Des métamorphoses, Anent ne cesse d’en rapporter. D’une génération à l’autre, c’est l’évolution d’une culture, récemment encore quasi « intouchée » par la civilisation moderne, que ce livre


retrace, ou dont il tente de donner quelques impressions. Pignocchi part sur la trace des anent, de « brèves invocations chantées, fredonnées à voix basse ou récitées mentalement, qui


permettent d’établir une forme de transmission de pensée avec les plantes, les animaux et les esprits ». Descola, au siècle précédent, avait noté l’importance accordée par les Achuar à ces


chants, et avait constitué un corpus d’une centaine d’anent enregistrés sur place. La plupart sont « destinés à influer sur des êtres humains ou sur des animaux domestiques » – générant


l’harmonie conjugale, la bonne entente avec ses voisins, etc. D’autres, « hautement valorisés, permettent de communiquer avec le gibier » et sont utilisés lors de la chasse.


Mais, quatre décennies plus tard, San – ainsi qu’Alessandro Pignocchi a été renommé par ses amis achuar – ne retrouve pas la présence des anent dans le quotidien, et découvre de jeunes


Achuar aux noms désormais hispaniques, qui n’en connaissent aucun et valorisent plutôt la cumbia-rock comme mode d’expression musicale.


Il en va ainsi, tout au long du livre, de divers aspects du mode de vie achuar ; le jeune auteur est sans cesse confronté aux représentations – aux fantasmes pourrait-on presque dire –


qu’ont suscitées chez lui Les Lances du crépuscule, et à la réalité qu’il rencontre. Les communautés ont été christianisées ; les hommes hésitent, lorsque l’un d’eux est malade, à le


conduire à l’hôpital, devenu service gratuit depuis que Rafael Correa est président de l’Equateur, ou chez le chaman ; certains voient l’avenir dans l’arrivée des programmes « éco-sociaux » 


; les jeunes rêvent d’aller étudier en Europe, sont parfois équipés des derniers appareils technologiques, etc.
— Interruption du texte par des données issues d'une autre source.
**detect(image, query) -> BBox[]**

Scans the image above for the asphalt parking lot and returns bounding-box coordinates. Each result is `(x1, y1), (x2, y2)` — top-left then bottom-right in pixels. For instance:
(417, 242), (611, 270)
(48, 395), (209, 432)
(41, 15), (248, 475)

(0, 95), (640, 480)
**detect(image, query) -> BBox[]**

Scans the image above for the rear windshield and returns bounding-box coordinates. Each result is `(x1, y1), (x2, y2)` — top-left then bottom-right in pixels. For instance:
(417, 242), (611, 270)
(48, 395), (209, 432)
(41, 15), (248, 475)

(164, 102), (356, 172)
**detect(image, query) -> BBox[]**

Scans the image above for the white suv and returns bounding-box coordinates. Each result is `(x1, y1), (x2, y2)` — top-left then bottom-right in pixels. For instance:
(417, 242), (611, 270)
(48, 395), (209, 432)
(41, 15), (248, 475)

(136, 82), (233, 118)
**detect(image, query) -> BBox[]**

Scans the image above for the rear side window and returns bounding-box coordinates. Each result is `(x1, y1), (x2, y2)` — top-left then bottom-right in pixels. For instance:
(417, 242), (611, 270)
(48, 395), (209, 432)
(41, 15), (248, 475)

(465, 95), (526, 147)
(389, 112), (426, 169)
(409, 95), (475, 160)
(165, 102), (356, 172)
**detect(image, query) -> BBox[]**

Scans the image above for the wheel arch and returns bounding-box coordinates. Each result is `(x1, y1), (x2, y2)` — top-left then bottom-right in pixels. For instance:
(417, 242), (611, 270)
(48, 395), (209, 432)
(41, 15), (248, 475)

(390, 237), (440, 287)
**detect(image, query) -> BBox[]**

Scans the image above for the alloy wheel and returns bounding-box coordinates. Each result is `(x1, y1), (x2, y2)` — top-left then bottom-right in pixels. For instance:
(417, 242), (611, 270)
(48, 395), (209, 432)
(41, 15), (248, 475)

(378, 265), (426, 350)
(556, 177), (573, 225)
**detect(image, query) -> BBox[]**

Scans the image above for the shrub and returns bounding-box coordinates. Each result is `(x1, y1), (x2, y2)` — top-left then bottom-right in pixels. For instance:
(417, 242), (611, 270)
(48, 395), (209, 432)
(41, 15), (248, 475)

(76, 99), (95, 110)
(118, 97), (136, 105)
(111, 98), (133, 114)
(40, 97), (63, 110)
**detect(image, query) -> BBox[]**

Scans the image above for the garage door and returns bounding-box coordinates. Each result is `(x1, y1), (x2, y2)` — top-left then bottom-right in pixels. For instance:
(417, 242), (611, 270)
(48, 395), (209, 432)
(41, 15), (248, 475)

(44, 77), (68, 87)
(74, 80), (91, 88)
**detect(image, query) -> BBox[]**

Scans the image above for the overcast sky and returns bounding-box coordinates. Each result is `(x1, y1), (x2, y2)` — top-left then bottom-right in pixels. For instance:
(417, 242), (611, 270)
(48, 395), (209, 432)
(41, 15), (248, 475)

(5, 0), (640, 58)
Pignocchi n’hésite pas à traduire ses surprises sous une forme subtile


d’autodérision : pourquoi nous, Occidentaux, ne voulons-nous pas que cela change ?


Cependant, la relation privilégiée de ce peuple amérindien à la nature, qui avait profondément attiré l’auteur, est loin d’avoir entièrement disparue. En fait, cette idée même est erronée,


puisque la distinction entre l’homme et la nature est proprement occidentale. Les Indiens, au contraire, « en donnant aux êtres qui peuplent [la nature] une dignité égale à la leur,


n’adoptent pas à leur endroit une conduite vraiment différente de celle qui prévaut entre eux. Ils considèrent les plantes et les animaux comme des sujets plutôt que comme des objets ». Et


au détour de certaines pratiques, qu’au premier abord San ne reconnaît pas, il entend un mot, perçoit une attitude, qui le replongent dans les récits de Descola ; pas à pas, une certaine


mémoire ancestrale semble se réveiller…


Le livre dans son ensemble nous interroge sur la discipline même de l’ethnologie, qui se réclame ici de Lévi-Strauss, à propos duquel Descola dit « qu’il avait déjà l’impression d’arriver


trop tard ». Et, bien sûr, cette histoire particulière nous renvoie aux mutations auxquelles l’humanité entière est appelée, dans ce temps de profonde perturbation. Anent se termine par une


sorte d’invitation : « Les communautés de Numbaïme et de Napurak seraient heureuses d’accueillir de temps à autre quelques touristes », suivie des coordonnées nécessaires. Malgré la marche


du monde, aurait-on encore quelque chose à apprendre, un regard à transformer, au contact d’hommes vivant non pas dans la jungle, mais avec elle ?


-  Anent - Nouvelles des Indiens jivaros d’Alessandro Pignocchi, préface de Philippe Descola, Steinkis, 164 p., 20 euros.